Bagging classification trees with 25 bootstrap replications

Call: bagging.data.frame(formula = class ~ ., data = train, coob = T)

Out-of-bag estimate of misclassification error: 0.0424

> table(predict(train_bag), train$class)

benign malignant

benign 290 9

malignant 11 162

> testbag = predict(train_bag, newdata=test)

> table(testbag, test$class)

testbag benign malignant

benign 137 1

malignant 6 67

If you compare the confusion matrices from this week to the prior post, what do you think?

Let’s recall the prior ROC curve and combine it with the bagged model.

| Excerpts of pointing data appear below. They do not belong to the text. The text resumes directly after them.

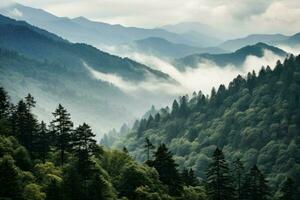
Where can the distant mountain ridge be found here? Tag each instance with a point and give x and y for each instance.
(43, 46)
(163, 48)
(34, 60)
(95, 33)
(236, 58)
(272, 39)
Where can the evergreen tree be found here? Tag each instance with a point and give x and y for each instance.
(157, 117)
(148, 148)
(255, 186)
(4, 104)
(84, 146)
(183, 109)
(62, 128)
(188, 177)
(25, 125)
(219, 184)
(42, 141)
(238, 172)
(167, 170)
(175, 108)
(10, 181)
(288, 190)
(125, 150)
(30, 102)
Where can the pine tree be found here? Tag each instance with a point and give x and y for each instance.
(10, 181)
(175, 108)
(188, 177)
(24, 125)
(62, 128)
(84, 146)
(30, 102)
(288, 190)
(255, 186)
(4, 104)
(42, 141)
(148, 148)
(238, 172)
(183, 109)
(219, 184)
(167, 170)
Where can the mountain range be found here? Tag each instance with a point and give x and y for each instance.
(236, 58)
(272, 39)
(98, 34)
(163, 48)
(56, 70)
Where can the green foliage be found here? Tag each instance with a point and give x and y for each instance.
(219, 182)
(255, 118)
(167, 169)
(33, 192)
(61, 127)
(10, 179)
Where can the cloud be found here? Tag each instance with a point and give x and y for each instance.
(5, 3)
(204, 77)
(236, 17)
(150, 84)
(15, 13)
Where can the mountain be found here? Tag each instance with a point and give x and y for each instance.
(292, 41)
(232, 45)
(208, 33)
(86, 31)
(57, 70)
(255, 119)
(163, 48)
(236, 58)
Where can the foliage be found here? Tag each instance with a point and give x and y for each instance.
(255, 119)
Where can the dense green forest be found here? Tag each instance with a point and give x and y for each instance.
(254, 120)
(60, 161)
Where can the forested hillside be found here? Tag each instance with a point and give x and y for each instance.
(62, 162)
(255, 119)
(54, 69)
(236, 58)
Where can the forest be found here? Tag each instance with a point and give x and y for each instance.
(254, 120)
(60, 161)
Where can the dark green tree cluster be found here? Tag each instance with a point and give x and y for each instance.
(223, 183)
(60, 162)
(255, 118)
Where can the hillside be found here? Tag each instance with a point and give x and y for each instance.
(236, 58)
(163, 48)
(42, 47)
(234, 44)
(255, 118)
(55, 70)
(83, 30)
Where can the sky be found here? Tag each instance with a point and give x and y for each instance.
(235, 17)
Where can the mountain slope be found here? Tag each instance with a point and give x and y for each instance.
(55, 70)
(163, 48)
(236, 58)
(232, 45)
(40, 46)
(206, 33)
(293, 40)
(83, 30)
(255, 119)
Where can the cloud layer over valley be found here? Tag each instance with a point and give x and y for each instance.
(204, 77)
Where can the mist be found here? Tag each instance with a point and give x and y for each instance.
(204, 77)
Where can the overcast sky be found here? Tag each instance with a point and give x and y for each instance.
(233, 16)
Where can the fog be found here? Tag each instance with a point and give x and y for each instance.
(205, 76)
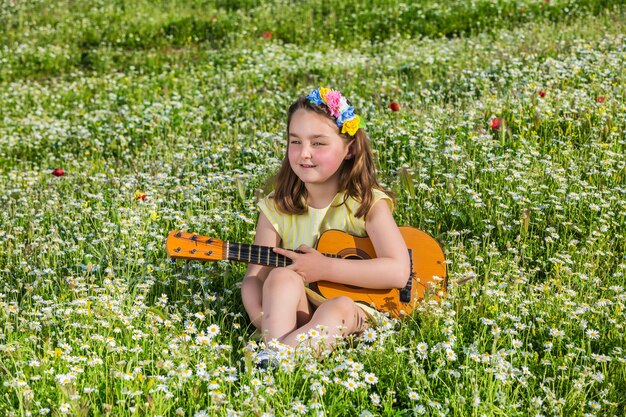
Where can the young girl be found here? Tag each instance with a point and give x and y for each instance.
(327, 181)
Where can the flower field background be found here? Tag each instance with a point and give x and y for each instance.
(499, 125)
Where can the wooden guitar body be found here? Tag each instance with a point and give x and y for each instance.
(428, 271)
(428, 268)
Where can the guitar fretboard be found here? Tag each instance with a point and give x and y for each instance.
(260, 255)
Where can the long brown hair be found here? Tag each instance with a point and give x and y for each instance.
(357, 175)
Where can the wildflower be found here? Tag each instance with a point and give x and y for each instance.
(450, 355)
(369, 335)
(213, 330)
(300, 408)
(351, 384)
(422, 350)
(414, 396)
(595, 405)
(370, 378)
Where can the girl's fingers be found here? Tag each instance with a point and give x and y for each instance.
(288, 253)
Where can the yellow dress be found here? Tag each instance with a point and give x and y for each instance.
(297, 229)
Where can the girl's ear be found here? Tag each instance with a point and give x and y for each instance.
(350, 153)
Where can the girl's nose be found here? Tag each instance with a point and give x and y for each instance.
(305, 152)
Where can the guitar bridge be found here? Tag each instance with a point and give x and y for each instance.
(405, 293)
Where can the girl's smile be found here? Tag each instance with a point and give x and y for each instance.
(316, 149)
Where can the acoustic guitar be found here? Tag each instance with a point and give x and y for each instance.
(428, 268)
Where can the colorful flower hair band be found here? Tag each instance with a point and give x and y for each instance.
(339, 108)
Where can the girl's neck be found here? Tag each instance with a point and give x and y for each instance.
(320, 196)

#prepare bagged model for curve

> test.bagprob = predict(train_bag, type = “prob”, newdata = test)

> bagpred = prediction(test.bagprob[,2], test$class)

> bagperf = performance(bagpred, “tpr”, “fpr”)

> plot(perf, main=”ROC”, colorize=T)

> plot(bagperf, col=2, add=TRUE)

> plot(perf, col=1, add=TRUE)

> legend(0.6, 0.6, c(‘ctree’, ‘bagging’), 1:2)

As we could see from glancing at the confusion matrices, the bagged model outperforms the standard tree model. Finally, let’s have a look at the AUC (.992 with bagging versus .985 last time around)

> auc.curve = performance(bagpred, “auc”)

> auc.curve

An object of class “performance”

Slot “x.name”:

[1] “None”

Slot “y.name”:

[1] “Area under the ROC curve”

Slot “alpha.name”:

[1] “none”

Slot “x.values”:

list()

Slot “y.values”:

[[1]]

[**1] 0.9918244**

Slot “alpha.values”:

list()